Bennett started to utilise CRISPR in its very early days within the field of glycobiology. He found himself missing a high throughput, cost-efficient and high-resolution assay that could detect indels with the same or similar sensitivity as next-generation sequencing (NGS). He explains:
»To suit that need, we developed the Indel Detection by Amplicon Analysis (IDAA) assay, where you actually utilise the power of the DNA sequenator instrument to get single base resolution of PCR products. The trick is to use a fluorophore-labelled universal primer and a tri-primer setup to label PCR products homogeneously. The amplicons are then separated by capillary electrophoresis and detected and quantified as peaks based on size and fluorescence intensity.«
IDAA can provide a quantitative determination of indels in complex editing profiles with single-base discrimination. Moreover, it has an indel detection sensitivity down to 0.1%, i.e. similar to NGS, and a turn-around time from sample to a full insight in less than 6 hours.
Standardisations are Urgently Needed
For clinical use of CRISPR and other gene-editing technologies, the lack of robust algorithms for indel prediction and indel detection methods is critical. This applies especially to in vivo gene-editing therapy development where the edit cannot be undone if it turns out not to be as expected. It is challenging to compare results between labs and companies because they might use entirely different workflows and methods that affect indel formation outcomes in distinct ways. This will ultimately challenge the FDA, EMA, and other regulatory bodies when they will have to evaluate data from clinical trials of gene-editing therapies in the coming years.

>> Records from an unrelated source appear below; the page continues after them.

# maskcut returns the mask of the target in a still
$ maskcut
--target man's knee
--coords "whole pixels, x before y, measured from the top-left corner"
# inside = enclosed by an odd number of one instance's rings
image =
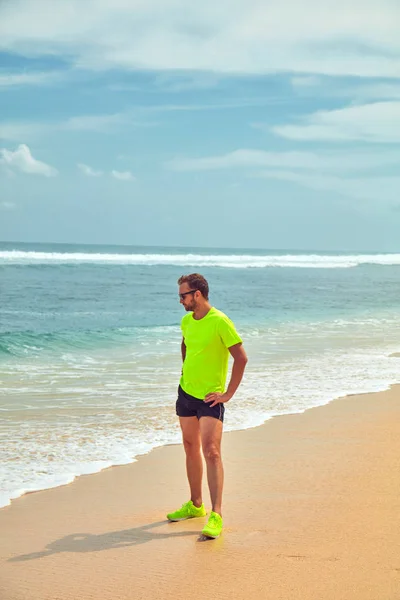
[[[185,452],[188,456],[199,454],[200,440],[199,439],[191,439],[191,438],[183,438],[183,447],[185,448]]]
[[[221,460],[221,450],[219,444],[212,442],[204,444],[203,454],[207,462],[217,463]]]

“I think this is a very important step to harmonizing the way we detect the outcome of genome editing”Eric Paul Bennett
»One consortium that is addressing this issue is the National Institute of Standards and Technology (NIST) Genome Editing Consortium,« says Bennett, who explains that NIST will make sets of standardised DNA samples containing known indels, and provide these to scientists so they can adjust their own methods to arrive at the same result.
»The results of these efforts will come out in the next few years, and we will see how comparable the different methods are. So NGS, bioinformatics, deconvolution and all that has to come together and hopefully show similar results on those particular standards. I think this is a very important step to harmonising the way we detect the outcome of genome editing,« Bennett says hopefully.